Les plans d’épargne en actions constituent des moyens d’épargner à moyen terme en permettant aux détenteurs de gérer un portefeuille d’actions. Dans le cadre des mesures d’incitation visant à dynamiser la bourse (1999), la Tunisie a cherché à augmenter le nombre d’épargnants. Pour ce faire, a été créé le compte épargne en action (CEA) à la durée de vie minimale de 5 ans. Des mesures incitatives ont été mises en place, telles que la déduction du revenu imposable à hauteur de 50 % du montant investi dans le CEA, avec un plafonnement à 5 000 TND (dinar tunisien). Au moins 80 % du montant investi devait se matérialiser en action d’entreprises cotées et le reste en bons du Trésor. La revente d’action était possible, sous réserve d’utiliser le produit de la vente maximum 30 jours après l’opération.
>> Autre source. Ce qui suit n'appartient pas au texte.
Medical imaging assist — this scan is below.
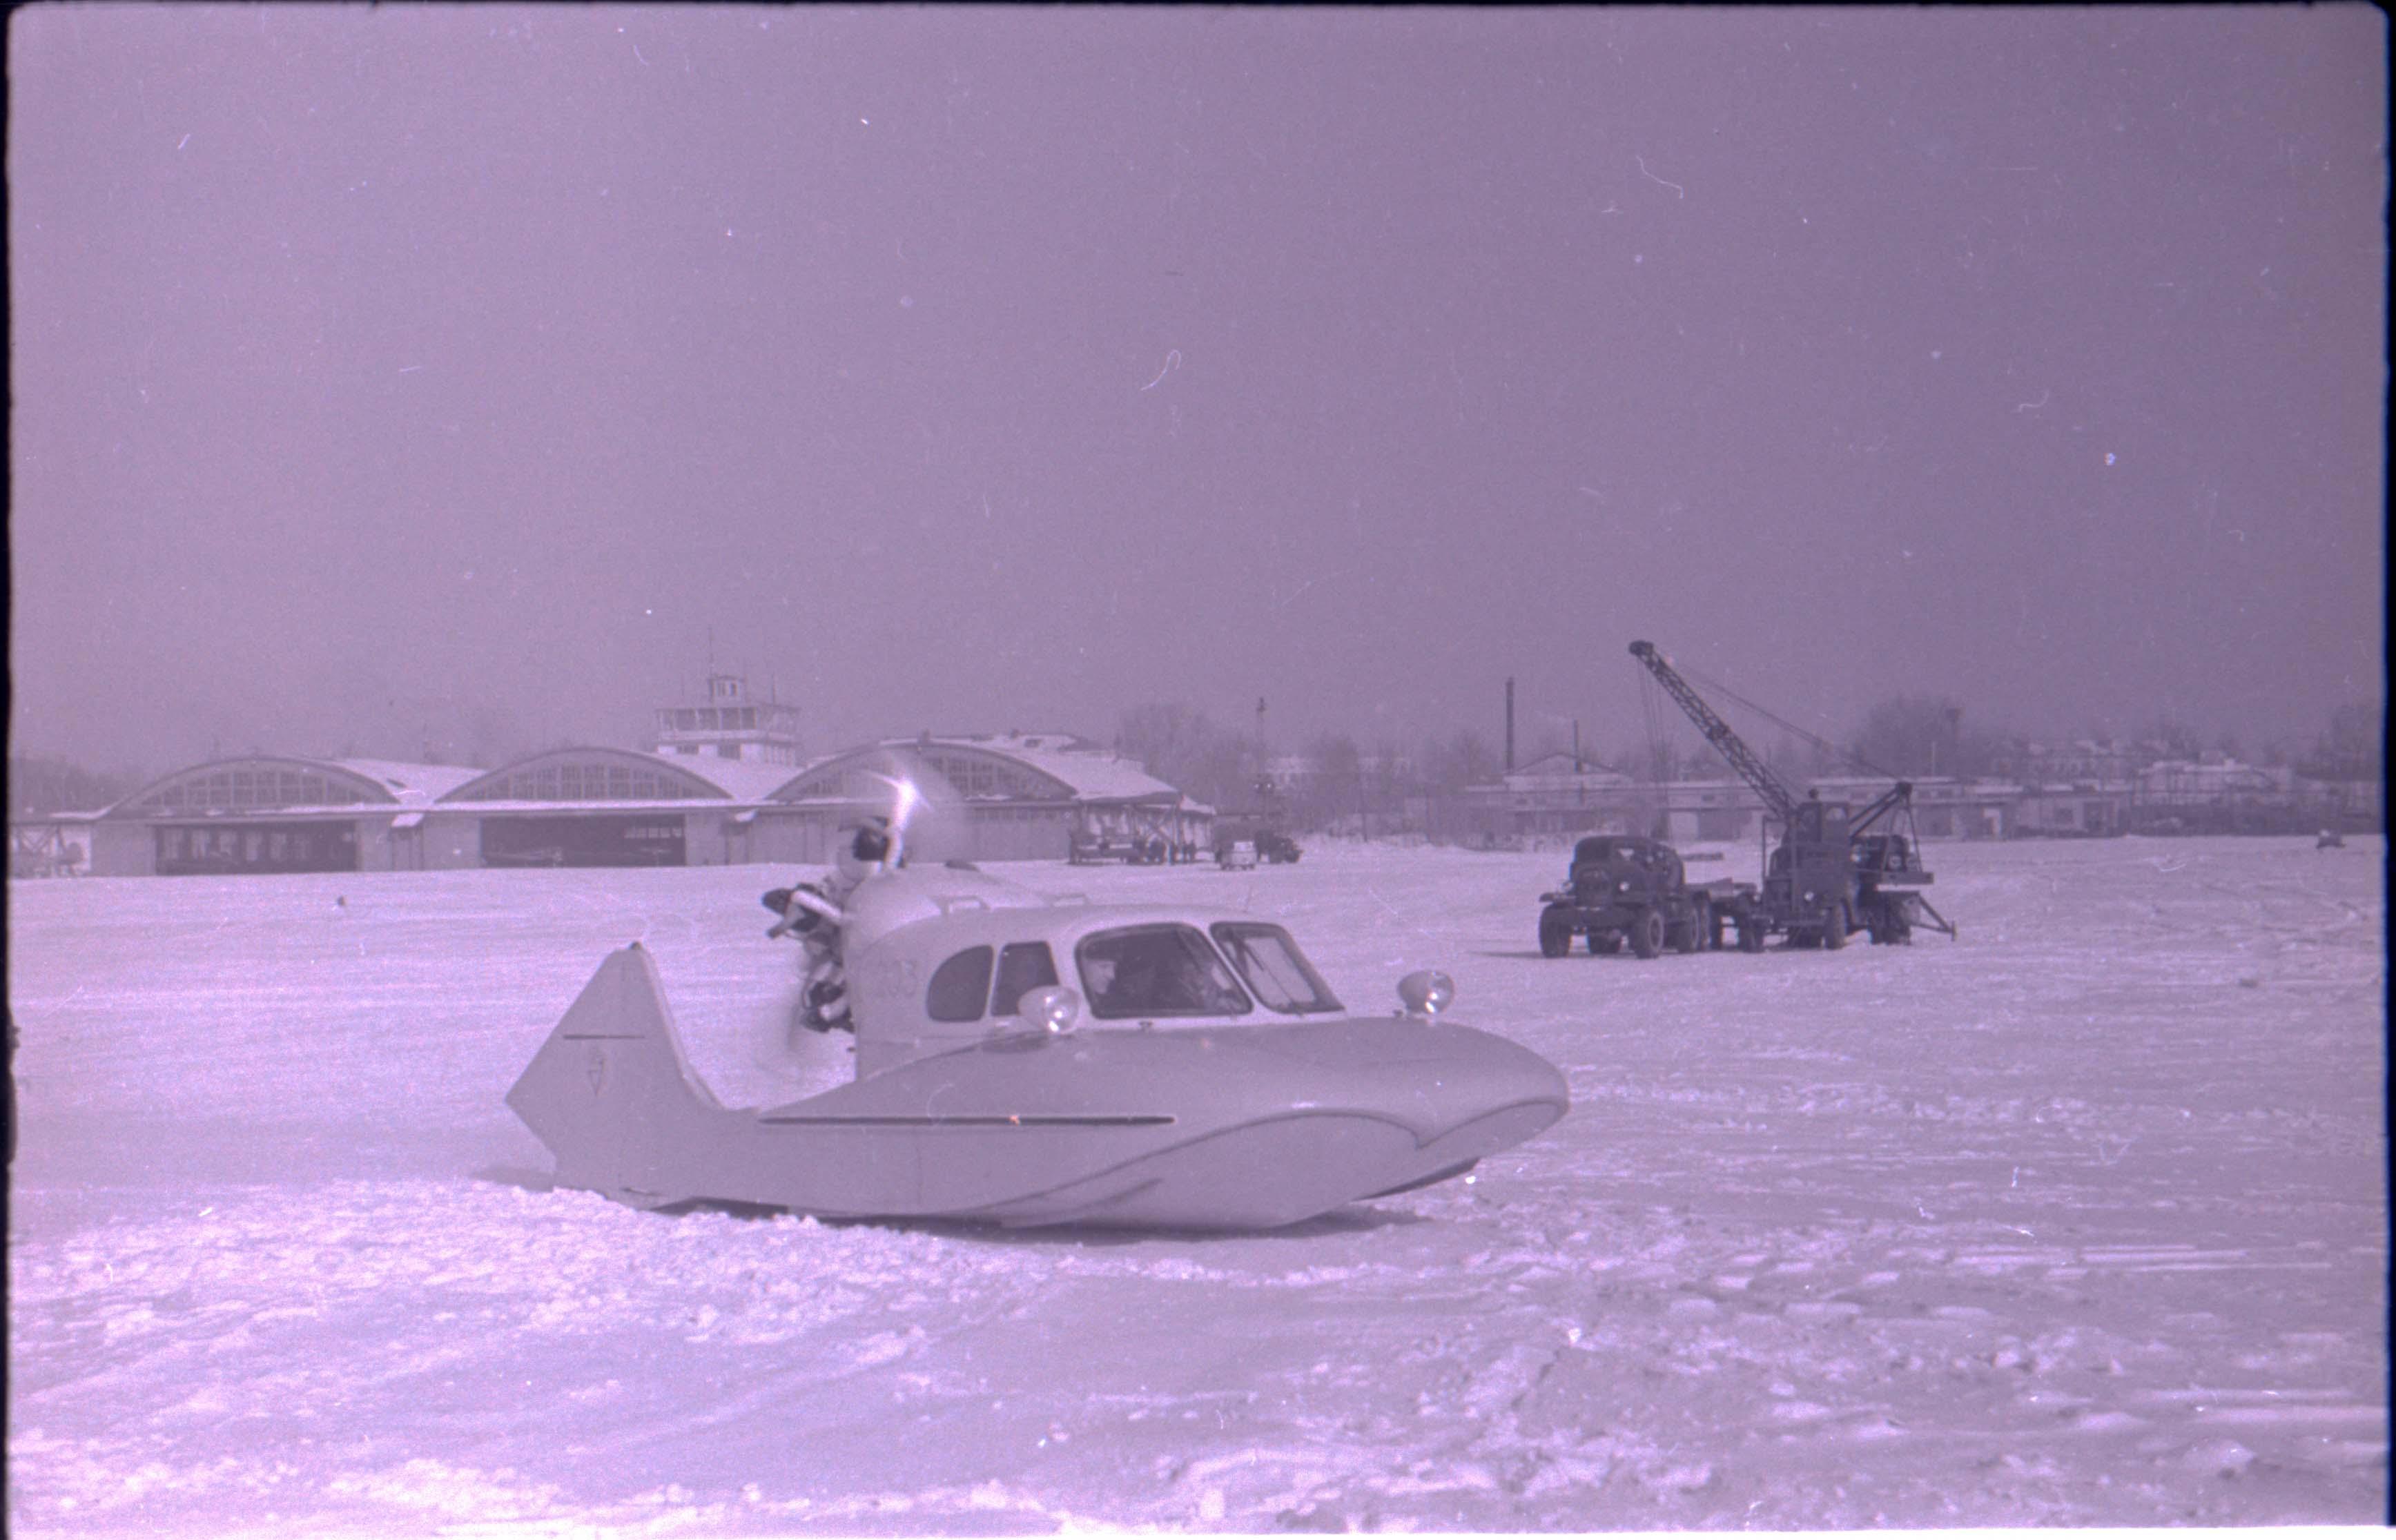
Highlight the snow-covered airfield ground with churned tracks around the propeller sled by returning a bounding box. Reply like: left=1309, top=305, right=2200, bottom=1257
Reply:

Les résultats mitigés permettent de tirer des conclusions pour la Côte d’Ivoire. Tout d’abord, avoir un secteur bancaire suffisamment équipé est indispensable. Le CEA nécessite en effet un suivi régulier par les banques afin de s’assurer de la conformité aux réglementations en vigueur (emploi des fonds et respect des délais) qui impose d’avoir à disposition une main-d’œuvre qualifiée suffisante, mais aussi des infrastructures informatiques fonctionnelles. Par ailleurs, il faut s’assurer qu’il n’y a pas de contraintes pour l’emploi de l’épargne. En Tunisie, les épargnants ne pouvaient pas investir dans des organismes de placement collectif en valeurs mobilières. Enfin, les incitations fiscales doivent être suffisantes. Les CEA n’ont pas séduit le grand public car les avantages fiscaux ont été mal ciblés : la majorité des professions libérales, principale cible des CEA, ne pouvaient pas bénéficier des avantages fiscaux du fait de leur statut juridique. De plus, d’autres produits d’épargne (tels que l’assurance vie) ont attiré les épargnants aux revenus moyens tandis que le plafond déductible de 5 000 TND n’a pas attiré les hauts revenus.

Source : SMART Finance et GMA Capital Markets (2002).